«Había permiso para un gancho autorizado, así que estuve en un puesto casi toda la mañana. Basta que uno ponga en la escopeta unos cartuchos de bala, por si los cochinos, para que no aparezcan. O lo hagan por otro sitio», dice, mientras da buena cuenta del arroz con carne.

«A mí eso es que no me va», añado yo.

«Ya, pero hay que hacerlo. Ahora hay más caza grande en esos riberos que chica. A uno le entró una cochina enorme y se la apuntó. Vimos ciervas y algún gabato, pero poca cosa interesante. Y además, lejos. La que se paró a dos metros fue la liebre, y al poco pasó una pareja de perdices apeonando».

«Eso de los cartuchos de bala es que no. Más de una vez le he tenido que disparar a la zorra con ellos. Claro que a la que le di, ni lo contó. De todos modos, ya te digo: Allí parado, esperando que llegue lo que sea, me exaspera», sigo insistiendo.

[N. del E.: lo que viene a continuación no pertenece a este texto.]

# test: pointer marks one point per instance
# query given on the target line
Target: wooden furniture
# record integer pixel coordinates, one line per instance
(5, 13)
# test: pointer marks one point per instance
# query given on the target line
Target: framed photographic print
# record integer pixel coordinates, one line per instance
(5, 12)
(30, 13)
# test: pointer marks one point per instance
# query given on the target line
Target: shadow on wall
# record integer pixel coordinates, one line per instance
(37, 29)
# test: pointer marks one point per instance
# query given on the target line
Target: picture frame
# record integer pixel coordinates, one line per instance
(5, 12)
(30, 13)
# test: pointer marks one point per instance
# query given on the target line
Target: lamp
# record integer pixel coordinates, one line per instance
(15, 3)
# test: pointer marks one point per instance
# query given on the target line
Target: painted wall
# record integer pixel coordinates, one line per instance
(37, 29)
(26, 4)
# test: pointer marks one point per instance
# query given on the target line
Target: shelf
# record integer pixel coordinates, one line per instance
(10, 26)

«Pero si toda la vida has estado agazapado, esperando a que llegaran las perdices que te echábamos nosotros, los de al salto», me increpa.

«No te falta razón; pero ¡ojo! Una perdiz descolgada del raspil y a mil por hora, a ver quién es el guapo que la deja en el aire hecha un gurruño. No me digas que es más fácil que meterle un plomazo a un venado o a un guarro a cinco o diez metros», me defiendo.

«Hay mucho que discutir de todo eso y no viene al caso. Lo que hay es que si va uno a lo grande, aparece lo chico. Y viceversa», remata la faena del arroz con carne y ataca la monda de una turgente naranja. Servidor, al pairo, recuerda entonces aquella vez, en la vereda de Serranos que le entró el cochino y en vez de meterle el plomo de la bala, se equivocó de gatillo y le echó un rocío de munición del ocho. Rayos y truenos.

Al cazador, leña, y al leñador, caza. Lo de siempre.